Gözlerimizi acılarla,hüzünlerle,ayrılıklarla,ölümlerle bulusturdugumuzda,sadece iki renk! Gri ve siyah!
Hayat; her anını tuvallere,yazılara,şiirlere,gösterilere döküp,sergileyebileceğın kadar sanat!
Tek bir uyanışta,görevinin tek bir oyundan ibaret,tek bir rol olduğunu fark edebileceğin kadar da kısır ve monoton..
Hayat; senin tek bir ‘’evet’’ınle başkalarına bölüştürüp sunabileceğin,nefes alıp verişinlerinle’’paylaştırabileceğin kadar hayret verici ve cömert..
Tek bir ‘’hayır’’ınla her şeyi mahvedebileceğin,yok edebileceğin kadar da cimri ve densiz!
Hayat; gerçek yaşam öykülerine katlanabilecek gücü bulup,bulaştırıp,daha da büyüğünü oluşturabilecek kadar heybetli ve zor.

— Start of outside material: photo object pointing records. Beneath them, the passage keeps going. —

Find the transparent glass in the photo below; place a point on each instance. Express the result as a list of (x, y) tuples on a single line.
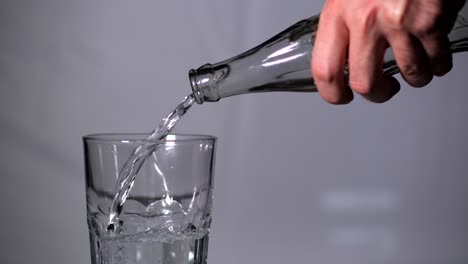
[(167, 215), (282, 64)]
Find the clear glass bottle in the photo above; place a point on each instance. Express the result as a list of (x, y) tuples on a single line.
[(282, 63)]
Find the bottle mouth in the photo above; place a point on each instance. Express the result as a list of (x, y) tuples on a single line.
[(197, 93)]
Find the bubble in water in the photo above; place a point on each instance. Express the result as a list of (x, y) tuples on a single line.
[(165, 206)]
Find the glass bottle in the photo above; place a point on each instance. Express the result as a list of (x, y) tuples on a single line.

Her şeyden vazgecip,’’yaşama veda etmeyi ‘’isteyecek kadar güçsüz ve zayıf!
Hayat; sevmeyi bilecek,bilmiyorsa öğrenecek,tadacak,sunacak,paylaşacak..ve böyle sevgilerle bütün sevgileri çoğaltabilecek kadar anlam’lı..
Nefreti seçip,sıçratmak,sıçrattıkça da o pisliğe bulaşacak kadar da anlam’sız..
Hayat; gerçek yaşam öykülerine katlanmaya değecek kadar ‘’yaşamaya değer’’..
Hayat; onu kısaltmanın haksızlık olduğunu anlatacak kadar öğretici..
Ve bir daha bulunmayacak,yaşanmayacak kadar ‘’tek’’..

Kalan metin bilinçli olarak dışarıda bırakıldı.